Looking for more brownie recipes? Try my Nutella brownies, zucchini brownies, and avocado brownies.
I’m a big fruit and chocolate fan, so I’m always looking for new ways to incorporate sweet fruits in my chocolate dessert, especially brownies. That means we make a lot of strawberry brownies and double chocolate cherry brownies.
Table of Contents
Why I love this recipe
- Way better than a box mix. I’ve had more boxed mixed brownies than I can count, and let me tell you, these are way better, yet they’re just as easy to make.
- Baked in under 30 minutes. And the prep time is over in half that.
- Amazing texture. Fudgy brownies laced with half-melted chocolate chips and juicy cherries–how could they get any better?

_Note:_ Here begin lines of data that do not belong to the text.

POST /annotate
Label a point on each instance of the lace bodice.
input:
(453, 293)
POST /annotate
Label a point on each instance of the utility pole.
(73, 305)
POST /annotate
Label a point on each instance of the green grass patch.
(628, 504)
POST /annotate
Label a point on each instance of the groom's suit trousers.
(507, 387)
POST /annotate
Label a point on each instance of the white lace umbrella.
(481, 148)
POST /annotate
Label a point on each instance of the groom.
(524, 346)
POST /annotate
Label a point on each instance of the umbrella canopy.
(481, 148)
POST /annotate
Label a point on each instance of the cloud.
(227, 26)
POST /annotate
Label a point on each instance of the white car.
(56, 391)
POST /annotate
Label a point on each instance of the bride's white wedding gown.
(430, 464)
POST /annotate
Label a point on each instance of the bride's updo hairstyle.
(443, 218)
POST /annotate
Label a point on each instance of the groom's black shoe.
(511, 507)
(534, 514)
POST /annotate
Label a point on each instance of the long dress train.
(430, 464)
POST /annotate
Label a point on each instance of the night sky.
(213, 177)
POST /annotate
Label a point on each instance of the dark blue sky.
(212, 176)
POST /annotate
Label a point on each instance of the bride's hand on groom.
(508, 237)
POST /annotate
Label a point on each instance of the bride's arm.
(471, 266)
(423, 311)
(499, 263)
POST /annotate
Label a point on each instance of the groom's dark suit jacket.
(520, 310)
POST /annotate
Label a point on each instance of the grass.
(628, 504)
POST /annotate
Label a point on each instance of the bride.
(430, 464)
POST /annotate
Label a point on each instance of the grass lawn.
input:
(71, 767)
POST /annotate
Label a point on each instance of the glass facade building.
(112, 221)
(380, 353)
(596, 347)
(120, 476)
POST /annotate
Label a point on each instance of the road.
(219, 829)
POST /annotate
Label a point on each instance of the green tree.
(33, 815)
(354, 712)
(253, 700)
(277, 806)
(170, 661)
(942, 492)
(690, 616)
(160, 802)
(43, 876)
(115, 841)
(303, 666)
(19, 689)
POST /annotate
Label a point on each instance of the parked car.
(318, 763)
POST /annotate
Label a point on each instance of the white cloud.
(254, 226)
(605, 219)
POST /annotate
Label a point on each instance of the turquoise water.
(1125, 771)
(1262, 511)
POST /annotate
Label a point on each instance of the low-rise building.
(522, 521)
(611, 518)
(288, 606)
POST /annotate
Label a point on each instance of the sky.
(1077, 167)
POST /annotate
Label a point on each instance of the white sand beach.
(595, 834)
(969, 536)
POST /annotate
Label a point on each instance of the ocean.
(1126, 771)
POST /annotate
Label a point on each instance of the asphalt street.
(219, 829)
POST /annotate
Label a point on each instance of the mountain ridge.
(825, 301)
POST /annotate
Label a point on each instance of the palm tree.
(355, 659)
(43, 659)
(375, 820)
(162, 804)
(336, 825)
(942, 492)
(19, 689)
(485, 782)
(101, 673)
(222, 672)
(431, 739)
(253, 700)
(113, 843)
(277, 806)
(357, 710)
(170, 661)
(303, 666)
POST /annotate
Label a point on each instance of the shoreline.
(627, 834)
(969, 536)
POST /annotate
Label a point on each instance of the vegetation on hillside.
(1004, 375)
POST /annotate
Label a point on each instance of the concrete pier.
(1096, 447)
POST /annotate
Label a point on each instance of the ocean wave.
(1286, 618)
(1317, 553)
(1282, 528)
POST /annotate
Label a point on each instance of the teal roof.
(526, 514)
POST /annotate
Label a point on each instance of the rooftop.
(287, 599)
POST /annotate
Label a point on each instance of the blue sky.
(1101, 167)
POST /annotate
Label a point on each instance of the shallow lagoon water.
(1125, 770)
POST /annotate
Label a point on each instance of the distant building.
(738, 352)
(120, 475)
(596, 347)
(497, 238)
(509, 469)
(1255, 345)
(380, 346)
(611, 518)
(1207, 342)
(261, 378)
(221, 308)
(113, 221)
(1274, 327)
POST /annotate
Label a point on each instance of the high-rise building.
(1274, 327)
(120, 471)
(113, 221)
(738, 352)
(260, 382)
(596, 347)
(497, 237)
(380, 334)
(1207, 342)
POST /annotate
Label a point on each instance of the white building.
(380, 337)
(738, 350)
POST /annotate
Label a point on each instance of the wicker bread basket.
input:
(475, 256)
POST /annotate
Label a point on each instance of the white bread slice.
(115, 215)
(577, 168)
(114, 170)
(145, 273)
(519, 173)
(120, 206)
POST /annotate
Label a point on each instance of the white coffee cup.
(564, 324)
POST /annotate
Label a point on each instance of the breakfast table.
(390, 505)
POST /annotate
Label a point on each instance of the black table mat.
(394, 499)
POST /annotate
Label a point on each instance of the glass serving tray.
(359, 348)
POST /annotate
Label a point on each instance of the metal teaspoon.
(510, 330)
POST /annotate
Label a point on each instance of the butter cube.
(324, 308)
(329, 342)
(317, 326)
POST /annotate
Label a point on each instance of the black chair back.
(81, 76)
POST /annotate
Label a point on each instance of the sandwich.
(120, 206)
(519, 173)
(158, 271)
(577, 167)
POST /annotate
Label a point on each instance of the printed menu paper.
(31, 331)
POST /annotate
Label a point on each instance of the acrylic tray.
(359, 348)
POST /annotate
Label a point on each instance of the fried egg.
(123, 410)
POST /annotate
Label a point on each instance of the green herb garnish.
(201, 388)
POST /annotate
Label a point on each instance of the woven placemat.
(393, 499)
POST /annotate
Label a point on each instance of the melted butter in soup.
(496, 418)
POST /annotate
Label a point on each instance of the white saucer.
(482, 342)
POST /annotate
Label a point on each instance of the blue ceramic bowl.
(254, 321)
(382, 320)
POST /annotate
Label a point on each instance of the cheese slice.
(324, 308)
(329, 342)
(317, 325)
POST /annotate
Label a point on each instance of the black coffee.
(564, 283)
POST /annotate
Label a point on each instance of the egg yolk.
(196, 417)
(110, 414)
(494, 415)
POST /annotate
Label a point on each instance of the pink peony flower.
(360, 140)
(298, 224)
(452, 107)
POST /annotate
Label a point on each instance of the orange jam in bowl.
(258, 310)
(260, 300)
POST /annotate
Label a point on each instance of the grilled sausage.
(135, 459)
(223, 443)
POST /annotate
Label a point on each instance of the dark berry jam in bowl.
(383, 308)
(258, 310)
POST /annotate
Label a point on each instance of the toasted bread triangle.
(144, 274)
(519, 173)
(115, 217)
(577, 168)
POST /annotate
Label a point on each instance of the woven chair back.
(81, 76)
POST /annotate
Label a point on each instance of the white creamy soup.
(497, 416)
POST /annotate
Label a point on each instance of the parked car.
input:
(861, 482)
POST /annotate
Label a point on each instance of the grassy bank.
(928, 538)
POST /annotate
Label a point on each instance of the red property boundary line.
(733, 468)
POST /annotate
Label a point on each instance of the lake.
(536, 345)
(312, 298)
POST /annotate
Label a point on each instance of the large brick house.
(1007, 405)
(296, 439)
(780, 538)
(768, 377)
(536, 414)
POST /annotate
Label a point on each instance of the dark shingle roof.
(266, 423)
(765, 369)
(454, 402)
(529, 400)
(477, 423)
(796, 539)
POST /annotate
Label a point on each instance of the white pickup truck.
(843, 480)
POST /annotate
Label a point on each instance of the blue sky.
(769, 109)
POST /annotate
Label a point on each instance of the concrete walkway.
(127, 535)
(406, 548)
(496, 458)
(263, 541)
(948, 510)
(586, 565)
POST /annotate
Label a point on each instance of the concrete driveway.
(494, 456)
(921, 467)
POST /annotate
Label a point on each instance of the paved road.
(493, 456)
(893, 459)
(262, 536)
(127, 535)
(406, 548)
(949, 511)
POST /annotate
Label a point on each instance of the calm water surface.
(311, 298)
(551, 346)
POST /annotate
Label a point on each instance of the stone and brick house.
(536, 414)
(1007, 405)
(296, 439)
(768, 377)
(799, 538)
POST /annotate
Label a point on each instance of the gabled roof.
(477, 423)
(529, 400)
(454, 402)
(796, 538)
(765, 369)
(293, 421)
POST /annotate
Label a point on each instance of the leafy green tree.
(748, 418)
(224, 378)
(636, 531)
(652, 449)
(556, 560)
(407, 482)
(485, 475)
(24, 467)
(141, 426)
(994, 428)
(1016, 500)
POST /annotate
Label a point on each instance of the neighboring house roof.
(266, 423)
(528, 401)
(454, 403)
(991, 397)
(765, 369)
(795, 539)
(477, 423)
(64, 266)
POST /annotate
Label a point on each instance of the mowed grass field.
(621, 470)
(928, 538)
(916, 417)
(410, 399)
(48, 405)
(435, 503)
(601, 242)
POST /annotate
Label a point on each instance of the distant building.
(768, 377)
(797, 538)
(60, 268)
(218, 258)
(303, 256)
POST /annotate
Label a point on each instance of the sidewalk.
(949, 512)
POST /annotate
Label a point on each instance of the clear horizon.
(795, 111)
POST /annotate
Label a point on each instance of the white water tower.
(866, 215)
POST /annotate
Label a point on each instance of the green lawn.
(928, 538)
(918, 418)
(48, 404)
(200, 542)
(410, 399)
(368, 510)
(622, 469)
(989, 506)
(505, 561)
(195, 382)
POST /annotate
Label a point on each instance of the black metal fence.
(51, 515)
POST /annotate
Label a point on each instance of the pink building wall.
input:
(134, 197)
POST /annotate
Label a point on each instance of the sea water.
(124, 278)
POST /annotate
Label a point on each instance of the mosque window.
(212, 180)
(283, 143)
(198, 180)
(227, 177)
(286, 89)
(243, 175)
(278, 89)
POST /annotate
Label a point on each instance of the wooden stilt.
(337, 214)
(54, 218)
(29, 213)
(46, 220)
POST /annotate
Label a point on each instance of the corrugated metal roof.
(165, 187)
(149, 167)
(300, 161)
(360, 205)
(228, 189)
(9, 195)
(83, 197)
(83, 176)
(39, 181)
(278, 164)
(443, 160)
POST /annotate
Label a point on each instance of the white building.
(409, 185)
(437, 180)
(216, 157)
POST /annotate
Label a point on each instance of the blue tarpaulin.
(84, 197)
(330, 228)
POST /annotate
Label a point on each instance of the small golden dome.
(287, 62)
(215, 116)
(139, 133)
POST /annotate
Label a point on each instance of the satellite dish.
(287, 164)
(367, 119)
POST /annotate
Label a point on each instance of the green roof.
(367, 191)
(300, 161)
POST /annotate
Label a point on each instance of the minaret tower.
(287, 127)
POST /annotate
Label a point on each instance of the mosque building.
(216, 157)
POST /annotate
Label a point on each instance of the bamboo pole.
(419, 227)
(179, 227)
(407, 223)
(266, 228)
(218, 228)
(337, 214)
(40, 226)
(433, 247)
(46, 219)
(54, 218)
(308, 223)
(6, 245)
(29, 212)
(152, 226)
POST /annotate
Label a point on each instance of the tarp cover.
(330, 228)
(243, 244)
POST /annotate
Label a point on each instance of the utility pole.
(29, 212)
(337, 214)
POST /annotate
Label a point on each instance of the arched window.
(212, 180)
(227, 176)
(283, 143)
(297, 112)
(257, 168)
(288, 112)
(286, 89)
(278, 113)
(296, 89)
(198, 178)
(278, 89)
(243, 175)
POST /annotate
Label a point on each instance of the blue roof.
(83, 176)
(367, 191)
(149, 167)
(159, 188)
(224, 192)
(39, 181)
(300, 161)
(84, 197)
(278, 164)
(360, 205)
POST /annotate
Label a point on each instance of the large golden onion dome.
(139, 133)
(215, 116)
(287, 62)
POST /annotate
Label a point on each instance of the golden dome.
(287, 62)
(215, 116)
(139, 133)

- Naturally gluten-free. No flour or grains are in this recipe, and they’re easy to make vegan with a few simple swaps.
Ingredients needed
- Coconut oil. I used refined coconut oil, so there is no coconut flavor. Alternatively, vegetable oil or melted butter can work as well.
- Unsweetened chocolate. Make sure to use unsweetened natural cocoa powder since these brownies already have plenty of sweetness.
- Sugar. I used white sugar to give the brownies a crackly top, but brown sugar also works.
- Eggs. Use room-temperature eggs. To make vegan brownies, swap the eggs for ½ cup of unsweetened applesauce or make 2 flax eggs by combining 2 tablespoons of flax seeds with 6 tablespoons of water.
- Arrowroot powder. To thicken the batter in place of all-purpose flour. Cornstarch can also be used.
- Cocoa powder. Use unsweetened Dutch-processed cocoa powder for a rich, earthy chocolate flavor.
- Chocolate chips. I used semisweet chocolate chips, but any chocolate chips of choice can be used, including our vegan dark chocolate chips. For pools of chocolate throughout, use a chopped-up chocolate bar.
- Cherries. Fresh cherries or frozen cherries can be used. Be sure to remove the pits from them. Do not use dried cherries, as they will give the brownies a sour flavor.
How do you make cherry brownies?
I’ve included step-by-step photos below to make this recipe easy to follow at home. For the full printable recipe instructions and ingredient quantities, scroll to the recipe card at the bottom of this post.
Step 1- Prep. Preheat the oven to 350F/180C and line an 8×8-inch deep baking pan or brownie pan with parchment paper.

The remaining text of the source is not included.